Karım yine kızardı ve konuşmadan, kendi alemlerimize dalarak yavaş yavaş yemeğimizi bitirdik. Arada onun yüzüne bakıyor, aklından neler geçirdiğini tahmin etmeye çalışıyordum.

O akşam daha sonra karımla yatakta sevişirken, gerçeği kabul etmeden kaçmasına izin vermedim. Burhan’ın erkeklik organının boyutu konusunu tekrar öne sürüp büyüttüm. Karımın amında gidip gelirken aynı anda komşumuzun erkekliğini tartıştığını duymak beni büyüledi adeta, deli gibi tahrik oldum.

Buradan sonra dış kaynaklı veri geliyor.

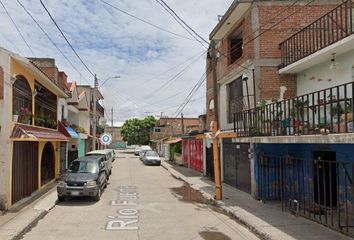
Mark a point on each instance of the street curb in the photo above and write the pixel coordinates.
(33, 214)
(30, 225)
(242, 219)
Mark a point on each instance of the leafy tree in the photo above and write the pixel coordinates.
(137, 131)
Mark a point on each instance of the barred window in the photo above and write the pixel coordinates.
(235, 101)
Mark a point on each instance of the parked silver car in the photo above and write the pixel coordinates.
(86, 176)
(151, 158)
(109, 158)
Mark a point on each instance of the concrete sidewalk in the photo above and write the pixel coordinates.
(14, 224)
(265, 220)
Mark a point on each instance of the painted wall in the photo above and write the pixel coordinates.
(62, 102)
(223, 97)
(84, 120)
(322, 76)
(304, 166)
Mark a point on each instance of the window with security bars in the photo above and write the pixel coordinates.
(235, 98)
(45, 107)
(22, 100)
(235, 45)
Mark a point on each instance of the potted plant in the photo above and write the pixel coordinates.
(25, 115)
(40, 119)
(298, 114)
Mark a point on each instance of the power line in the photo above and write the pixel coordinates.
(144, 21)
(189, 99)
(181, 24)
(51, 40)
(190, 94)
(18, 30)
(175, 77)
(66, 39)
(174, 13)
(168, 70)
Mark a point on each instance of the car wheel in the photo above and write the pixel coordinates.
(98, 195)
(61, 198)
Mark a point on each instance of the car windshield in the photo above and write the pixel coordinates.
(151, 154)
(83, 167)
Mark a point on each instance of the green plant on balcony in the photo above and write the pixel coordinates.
(297, 113)
(40, 119)
(25, 116)
(78, 129)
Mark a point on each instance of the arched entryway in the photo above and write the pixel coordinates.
(47, 164)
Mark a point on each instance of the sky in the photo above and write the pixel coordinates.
(155, 67)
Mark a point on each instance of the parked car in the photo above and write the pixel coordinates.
(136, 151)
(109, 156)
(143, 149)
(86, 176)
(151, 158)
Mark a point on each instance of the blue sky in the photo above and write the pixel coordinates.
(112, 43)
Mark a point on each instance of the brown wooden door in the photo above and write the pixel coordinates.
(24, 170)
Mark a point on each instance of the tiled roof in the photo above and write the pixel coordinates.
(21, 131)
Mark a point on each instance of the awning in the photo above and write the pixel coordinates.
(67, 131)
(173, 141)
(28, 133)
(72, 132)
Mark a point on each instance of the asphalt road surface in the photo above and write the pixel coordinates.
(142, 203)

“Onun kocaman aletini gördün diye kendini üzme bebeğim… Onun da seni sevdiğini söyleyebilirim. O da seni sikmek istiyordu o anda…”

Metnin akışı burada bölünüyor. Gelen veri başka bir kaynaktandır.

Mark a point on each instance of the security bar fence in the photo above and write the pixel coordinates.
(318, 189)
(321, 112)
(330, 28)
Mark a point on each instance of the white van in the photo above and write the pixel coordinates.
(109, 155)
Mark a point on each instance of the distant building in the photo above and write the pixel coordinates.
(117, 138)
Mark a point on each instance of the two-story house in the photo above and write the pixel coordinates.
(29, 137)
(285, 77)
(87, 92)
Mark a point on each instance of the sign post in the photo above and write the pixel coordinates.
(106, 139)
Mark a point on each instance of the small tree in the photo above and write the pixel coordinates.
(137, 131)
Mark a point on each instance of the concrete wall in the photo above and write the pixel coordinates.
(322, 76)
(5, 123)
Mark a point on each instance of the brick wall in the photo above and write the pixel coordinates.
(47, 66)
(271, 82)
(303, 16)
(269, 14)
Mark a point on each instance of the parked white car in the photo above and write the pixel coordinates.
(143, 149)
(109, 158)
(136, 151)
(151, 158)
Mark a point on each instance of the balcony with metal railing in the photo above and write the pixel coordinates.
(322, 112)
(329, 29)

Karımı domaltmış, arkadan vurdurarak sikiyordum bunu söylerken… Dişlerini gıcırdattı,

“Ne…? Hayır… Ohhh… Ben…” Yaptığım yorumdan şaşırmış gibiydi karım… Kıçını tokatladım.

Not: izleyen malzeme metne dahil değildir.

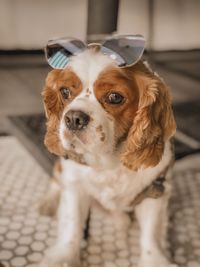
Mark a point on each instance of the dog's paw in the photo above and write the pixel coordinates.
(56, 257)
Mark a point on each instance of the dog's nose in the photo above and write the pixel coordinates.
(76, 120)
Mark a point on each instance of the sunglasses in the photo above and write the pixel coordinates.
(125, 50)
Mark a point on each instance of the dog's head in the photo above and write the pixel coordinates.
(95, 107)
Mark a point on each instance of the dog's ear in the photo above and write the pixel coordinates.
(53, 107)
(154, 122)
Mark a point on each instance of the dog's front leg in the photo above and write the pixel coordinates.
(73, 212)
(151, 215)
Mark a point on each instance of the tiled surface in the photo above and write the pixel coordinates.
(24, 235)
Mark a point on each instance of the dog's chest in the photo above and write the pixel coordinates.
(114, 189)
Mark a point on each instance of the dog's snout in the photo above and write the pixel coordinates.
(76, 120)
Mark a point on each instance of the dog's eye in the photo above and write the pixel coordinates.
(65, 92)
(114, 98)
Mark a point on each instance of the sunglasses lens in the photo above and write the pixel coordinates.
(58, 52)
(125, 50)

“Yalan söyleme… O koca yarağa nasıl baktığını gördüm senin, seni fahişe seni…”

“Hayır… Ben… Ben hiç… Ohh…! Aşkımm… Hiç o kadar büyük bir yarak görmedim aşkım…” Eğildim ve onu sırtını öptüm, hala pompalıyordum bunu yaparken,

“Görmediğini biliyorum aşkım… İnan ben de ilk kez o kadar büyük bir yarak gördüm. Ve sen de sevdin o koca yarağı…”

Bu kez yüksek sesle inledi. Deli gibi tahrik oluyorduk bunu konuştukça… Belini pençelerimle tutup makine gibi sikmeye, kasıklarımı vurdurmaya devam ederken,

“Söyle orospu… Söyle… Sadece itiraf et! O koca yarağa bayıldın sen…”

“Ohh!“ diye inledi. Dişlerini gıcırdattı, “Güzel! Evet… Sevdim… Çok güzeldi… Ahhh… Ne kadar büyüktü… Ve ne kadar kalın…”

“Ve o yarağı içinde hayal ettin değil mi? Komşumuzun koca yarağıyla seni siktiğini… Şimdi o sikse seni Ayla… O koca yarağını senin sulu amcığına gömse… Ohhh…”

“Ahhh… Gömsün… Siksin beni… O koca yarağını soksun amıma… İçimi yara yara siksin beni… Ohh… Bebeğim… Geliyorum…”

İkimiz de karşılıklı bir orgazm patlaması yaşadık.